The most well-known intensive lifestyle change program is the one created by Dean Ornish, M.D. He is president and founder of the Preventive Medicine Research Institute (PMRI).

Dr. Ornish's work has been published in major medical journals. His findings, along with others who have similar studies, show that intensive lifestyle change programs have significant health benefits. Your health will improve when you make intensive changes to your diet, exercise, and other habits. If you follow this program faithfully, you may expect to get results like those who participated in one of the published studies that is listed below.

  • If you have atherosclerosis, you may have healthier arteries. Within 1 month of starting the program, patients in Dr. Ornish's programs had increased blood flow to their heart. Within a year, most study patients improved. Most of the arteries that had been severely blocked became less blocked. And patients didn't need invasive procedure.
  • If you have heart disease, you may have less chest pain. Almost all those in the study had a decrease in how often they had angina, and their pain was less severe. Many became pain free.
  • If you have high blood pressure, you may see it go down to healthier levels. Those in the study had lower blood pressure levels when they were resting and when they were under stress.
  • If you have high cholesterol, you may see it go down to healthier levels.
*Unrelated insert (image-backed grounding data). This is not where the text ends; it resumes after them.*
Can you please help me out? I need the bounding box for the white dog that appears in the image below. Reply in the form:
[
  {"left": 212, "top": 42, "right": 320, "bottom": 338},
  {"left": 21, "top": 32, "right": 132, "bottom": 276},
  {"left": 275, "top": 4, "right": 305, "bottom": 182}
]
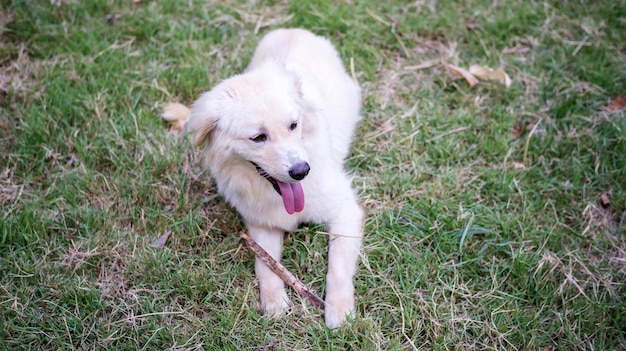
[{"left": 162, "top": 29, "right": 363, "bottom": 328}]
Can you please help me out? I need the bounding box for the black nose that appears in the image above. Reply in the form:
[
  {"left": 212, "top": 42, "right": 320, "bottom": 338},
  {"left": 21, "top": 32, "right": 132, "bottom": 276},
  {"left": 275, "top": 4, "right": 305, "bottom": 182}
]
[{"left": 289, "top": 162, "right": 310, "bottom": 181}]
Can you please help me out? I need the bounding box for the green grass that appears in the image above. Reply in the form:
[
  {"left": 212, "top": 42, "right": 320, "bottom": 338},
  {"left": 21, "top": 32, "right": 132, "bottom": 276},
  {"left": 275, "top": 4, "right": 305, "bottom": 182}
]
[{"left": 1, "top": 0, "right": 625, "bottom": 349}]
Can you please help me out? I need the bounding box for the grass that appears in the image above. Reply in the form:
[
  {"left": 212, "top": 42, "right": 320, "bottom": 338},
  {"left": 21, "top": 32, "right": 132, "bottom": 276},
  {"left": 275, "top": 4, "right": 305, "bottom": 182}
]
[{"left": 1, "top": 0, "right": 625, "bottom": 349}]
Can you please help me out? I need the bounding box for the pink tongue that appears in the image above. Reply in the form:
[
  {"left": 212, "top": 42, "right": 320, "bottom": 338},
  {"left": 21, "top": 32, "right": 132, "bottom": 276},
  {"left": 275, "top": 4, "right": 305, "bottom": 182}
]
[{"left": 276, "top": 181, "right": 305, "bottom": 214}]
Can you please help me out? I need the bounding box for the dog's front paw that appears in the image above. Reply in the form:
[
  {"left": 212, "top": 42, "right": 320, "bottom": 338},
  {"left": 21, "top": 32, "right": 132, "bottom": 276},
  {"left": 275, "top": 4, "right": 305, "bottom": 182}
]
[
  {"left": 324, "top": 293, "right": 355, "bottom": 328},
  {"left": 260, "top": 289, "right": 290, "bottom": 318}
]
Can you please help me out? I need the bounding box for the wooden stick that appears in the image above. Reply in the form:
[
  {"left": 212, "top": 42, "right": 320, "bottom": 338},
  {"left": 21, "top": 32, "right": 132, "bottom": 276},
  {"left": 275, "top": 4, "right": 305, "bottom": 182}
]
[{"left": 238, "top": 231, "right": 325, "bottom": 311}]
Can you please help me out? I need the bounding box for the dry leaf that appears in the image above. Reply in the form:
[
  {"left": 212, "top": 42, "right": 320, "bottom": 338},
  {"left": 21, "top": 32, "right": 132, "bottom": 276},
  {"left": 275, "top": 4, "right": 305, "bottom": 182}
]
[
  {"left": 513, "top": 123, "right": 522, "bottom": 139},
  {"left": 513, "top": 118, "right": 532, "bottom": 139},
  {"left": 445, "top": 63, "right": 479, "bottom": 87},
  {"left": 469, "top": 65, "right": 512, "bottom": 88},
  {"left": 608, "top": 95, "right": 626, "bottom": 110},
  {"left": 106, "top": 13, "right": 122, "bottom": 25},
  {"left": 513, "top": 162, "right": 526, "bottom": 169},
  {"left": 152, "top": 231, "right": 172, "bottom": 248},
  {"left": 600, "top": 193, "right": 610, "bottom": 208}
]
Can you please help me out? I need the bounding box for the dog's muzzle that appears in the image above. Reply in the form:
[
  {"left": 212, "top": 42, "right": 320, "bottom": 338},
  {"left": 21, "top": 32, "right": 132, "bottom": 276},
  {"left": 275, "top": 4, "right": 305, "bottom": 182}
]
[{"left": 250, "top": 162, "right": 307, "bottom": 214}]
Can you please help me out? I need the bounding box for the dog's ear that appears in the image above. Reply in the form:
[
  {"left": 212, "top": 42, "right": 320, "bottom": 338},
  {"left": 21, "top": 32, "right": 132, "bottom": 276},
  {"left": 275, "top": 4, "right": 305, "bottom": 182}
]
[
  {"left": 289, "top": 74, "right": 317, "bottom": 123},
  {"left": 289, "top": 72, "right": 305, "bottom": 99},
  {"left": 188, "top": 92, "right": 219, "bottom": 146},
  {"left": 293, "top": 75, "right": 304, "bottom": 98}
]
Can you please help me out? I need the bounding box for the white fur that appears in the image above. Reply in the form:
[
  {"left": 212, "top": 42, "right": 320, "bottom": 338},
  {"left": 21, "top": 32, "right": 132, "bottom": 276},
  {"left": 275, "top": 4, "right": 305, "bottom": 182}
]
[{"left": 167, "top": 29, "right": 363, "bottom": 328}]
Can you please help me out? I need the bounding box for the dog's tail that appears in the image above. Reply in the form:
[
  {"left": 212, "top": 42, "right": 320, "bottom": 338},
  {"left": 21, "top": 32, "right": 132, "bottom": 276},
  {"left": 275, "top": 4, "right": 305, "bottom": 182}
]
[{"left": 161, "top": 103, "right": 191, "bottom": 133}]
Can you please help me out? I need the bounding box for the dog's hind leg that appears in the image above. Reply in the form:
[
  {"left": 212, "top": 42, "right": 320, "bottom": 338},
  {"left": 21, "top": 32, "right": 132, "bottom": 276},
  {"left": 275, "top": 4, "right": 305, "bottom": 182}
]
[
  {"left": 246, "top": 223, "right": 290, "bottom": 318},
  {"left": 324, "top": 198, "right": 364, "bottom": 328}
]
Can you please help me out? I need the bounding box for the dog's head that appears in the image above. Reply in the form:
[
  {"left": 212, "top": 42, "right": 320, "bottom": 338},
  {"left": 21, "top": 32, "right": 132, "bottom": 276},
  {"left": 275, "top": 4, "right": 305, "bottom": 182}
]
[{"left": 188, "top": 64, "right": 312, "bottom": 214}]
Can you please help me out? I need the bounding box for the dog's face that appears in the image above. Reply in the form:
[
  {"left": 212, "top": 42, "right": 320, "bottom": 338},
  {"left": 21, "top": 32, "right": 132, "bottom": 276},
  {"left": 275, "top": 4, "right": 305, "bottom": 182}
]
[
  {"left": 225, "top": 91, "right": 308, "bottom": 184},
  {"left": 189, "top": 67, "right": 311, "bottom": 185}
]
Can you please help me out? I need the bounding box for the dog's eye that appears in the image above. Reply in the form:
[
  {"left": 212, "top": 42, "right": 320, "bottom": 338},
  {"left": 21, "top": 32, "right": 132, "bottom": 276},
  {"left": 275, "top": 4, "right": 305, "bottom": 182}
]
[
  {"left": 250, "top": 134, "right": 267, "bottom": 143},
  {"left": 289, "top": 121, "right": 298, "bottom": 131}
]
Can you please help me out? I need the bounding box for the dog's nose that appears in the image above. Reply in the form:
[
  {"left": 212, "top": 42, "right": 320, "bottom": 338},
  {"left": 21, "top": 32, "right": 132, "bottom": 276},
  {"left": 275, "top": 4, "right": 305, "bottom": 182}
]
[{"left": 289, "top": 162, "right": 310, "bottom": 181}]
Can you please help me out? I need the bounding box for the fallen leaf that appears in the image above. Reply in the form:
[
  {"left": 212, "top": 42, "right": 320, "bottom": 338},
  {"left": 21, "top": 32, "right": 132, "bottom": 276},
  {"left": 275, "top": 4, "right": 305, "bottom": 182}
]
[
  {"left": 152, "top": 231, "right": 172, "bottom": 248},
  {"left": 513, "top": 118, "right": 532, "bottom": 139},
  {"left": 372, "top": 118, "right": 394, "bottom": 133},
  {"left": 469, "top": 65, "right": 512, "bottom": 87},
  {"left": 608, "top": 95, "right": 626, "bottom": 110},
  {"left": 373, "top": 119, "right": 385, "bottom": 128},
  {"left": 106, "top": 13, "right": 122, "bottom": 25},
  {"left": 513, "top": 162, "right": 526, "bottom": 169},
  {"left": 444, "top": 63, "right": 479, "bottom": 87},
  {"left": 600, "top": 193, "right": 610, "bottom": 208}
]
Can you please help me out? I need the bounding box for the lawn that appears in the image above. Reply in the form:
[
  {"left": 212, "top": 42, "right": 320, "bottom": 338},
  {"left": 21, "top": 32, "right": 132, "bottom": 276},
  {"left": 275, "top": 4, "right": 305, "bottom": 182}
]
[{"left": 1, "top": 0, "right": 625, "bottom": 350}]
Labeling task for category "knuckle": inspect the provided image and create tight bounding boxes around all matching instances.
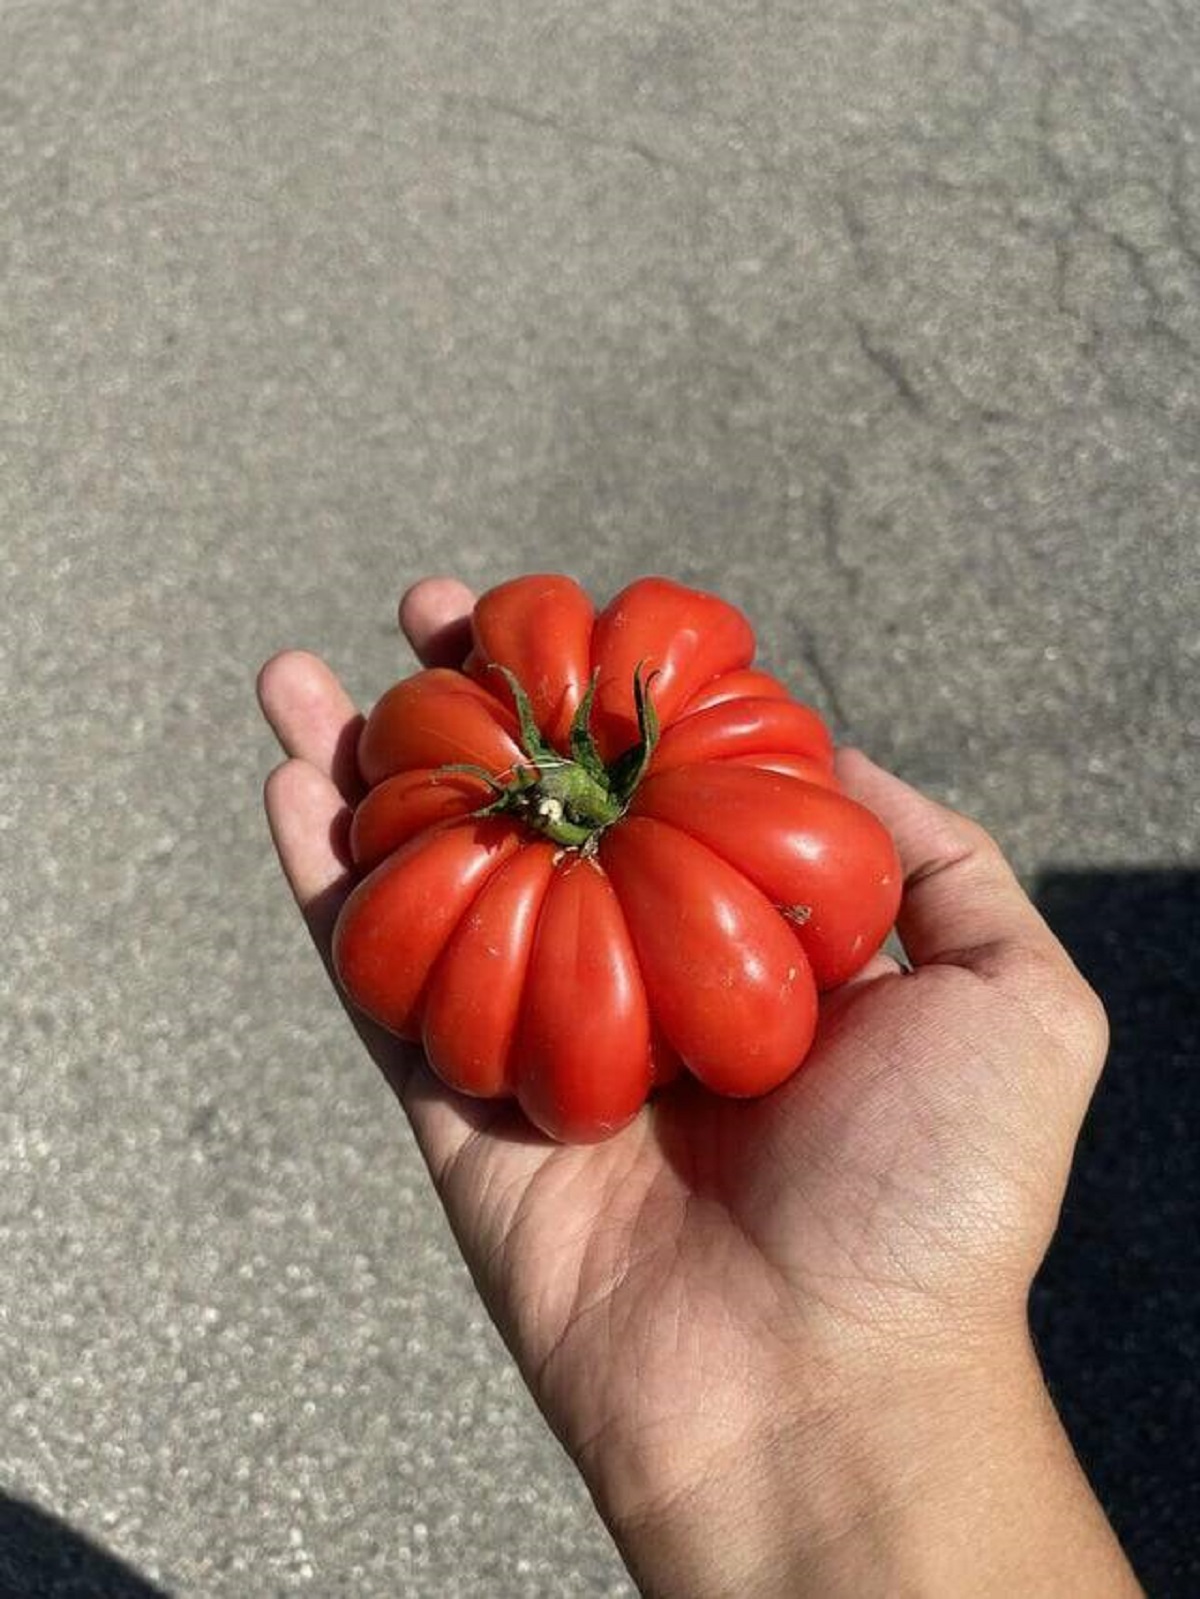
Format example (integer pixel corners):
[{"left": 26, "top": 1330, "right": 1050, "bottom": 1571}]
[
  {"left": 949, "top": 810, "right": 1005, "bottom": 865},
  {"left": 263, "top": 759, "right": 290, "bottom": 806},
  {"left": 1021, "top": 951, "right": 1111, "bottom": 1074},
  {"left": 1073, "top": 975, "right": 1112, "bottom": 1063}
]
As long as people continued their healthy efforts, they continued to get these benefits. Dr. Ornish and his colleagues at other medical centers followed patients for 5 years in their Lifestyle Heart Trial. Most patients had more reversal of heart disease after 5 years than they did after 1 year. Those who did not follow the intensive lifestyle change program but who made only moderate changes in their lifestyle usually became worse after 1 year and had increased blockages after 5 years.

Dr. Ornish and his colleagues reported the following facts in the Journal of the American Medical Association.

After 1 year, the patients had less plaque in their arteries. This was true even though they weren't taking medicines to lower cholesterol.

After 5 years, the number of cardiac events in this group was much lower. Cardiac events include strokes, heart attacks, bypass surgery, and angioplasty.

Another study, reported in the American Journal of Cardiology, showed similar results. Those who were dedicated to intensive lifestyle changes found that they had much less angina. In fact, they had no more pain than those who had bypass or angioplasty. By sticking with the program, these people were able to avoid bypass surgery for at least 3 years while they were still tracked by the study.

Based on the success of these programs, more than 40 insurance plans are starting to cover them as a legitimate part of the treatment plan.